Data Science

Shall We Study Amazon's Pricing Together?

Doc Searls — Tue, 02 Oct 2018 11:30:00 +0000

Is it possible to figure out how we're being profiled online?

This past July, I spent a quality week getting rained out in a series of brainstorms by alpha data geeks at the Pacific Northwest BI & Analytics Summit in Rogue River, Oregon. Among the many things I failed to understand fully there was how much, or how well, we could know about how the commercial sites and services of the online world deal with us, based on what they gather about us, on the fly or over time, as we interact with them.

The short answer was "not much". But none of the experts I talked to said "Don't bother trying." On the contrary, the consensus was that the sums of data gathered by most companies are (in the words of one expert) "spaghetti balls" that are hard, if not possible, to unravel completely. More to my mission in life and work, they said it wouldn't hurt to have humans take some interest in the subject.

In fact, that was pretty much why I was invited there, as a Special Guest.
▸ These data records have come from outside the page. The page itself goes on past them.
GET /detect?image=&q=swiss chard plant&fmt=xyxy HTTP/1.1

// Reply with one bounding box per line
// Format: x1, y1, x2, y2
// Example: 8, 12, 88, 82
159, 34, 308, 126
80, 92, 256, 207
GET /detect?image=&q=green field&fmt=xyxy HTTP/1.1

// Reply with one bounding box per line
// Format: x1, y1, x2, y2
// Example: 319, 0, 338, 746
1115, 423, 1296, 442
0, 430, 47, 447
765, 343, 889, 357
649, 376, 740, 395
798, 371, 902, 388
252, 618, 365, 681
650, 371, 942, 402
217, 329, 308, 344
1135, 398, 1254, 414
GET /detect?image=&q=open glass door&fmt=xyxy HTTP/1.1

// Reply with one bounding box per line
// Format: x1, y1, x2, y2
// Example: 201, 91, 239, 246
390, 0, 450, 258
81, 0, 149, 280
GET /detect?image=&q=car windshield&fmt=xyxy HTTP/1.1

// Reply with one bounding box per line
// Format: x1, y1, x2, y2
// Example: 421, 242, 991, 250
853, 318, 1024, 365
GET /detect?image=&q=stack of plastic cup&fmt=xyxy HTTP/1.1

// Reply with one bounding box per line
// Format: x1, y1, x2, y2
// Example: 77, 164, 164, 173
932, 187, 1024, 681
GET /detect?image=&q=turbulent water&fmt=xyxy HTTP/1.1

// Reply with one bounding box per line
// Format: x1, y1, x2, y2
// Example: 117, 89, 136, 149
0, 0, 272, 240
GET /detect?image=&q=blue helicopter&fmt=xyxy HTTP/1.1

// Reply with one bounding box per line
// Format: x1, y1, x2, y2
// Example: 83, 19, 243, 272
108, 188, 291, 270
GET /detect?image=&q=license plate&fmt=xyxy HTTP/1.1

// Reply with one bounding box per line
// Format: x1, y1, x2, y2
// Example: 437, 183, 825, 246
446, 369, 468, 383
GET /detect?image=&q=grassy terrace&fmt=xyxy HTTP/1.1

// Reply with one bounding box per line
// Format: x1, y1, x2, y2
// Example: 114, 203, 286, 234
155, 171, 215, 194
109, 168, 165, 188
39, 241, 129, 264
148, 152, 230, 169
My topic was "When customers are in full command of what companies do with their data—and data about them". As it says at that link, "The end of this story...is a new beginning for business, in a world where customers are fully in charge of their lives in the marketplace—both online and off: a world that was implicit in both the peer-to-peer design of the Internet and the nature of public markets in the pre-industrial world."

Obviously, this hasn't happened yet.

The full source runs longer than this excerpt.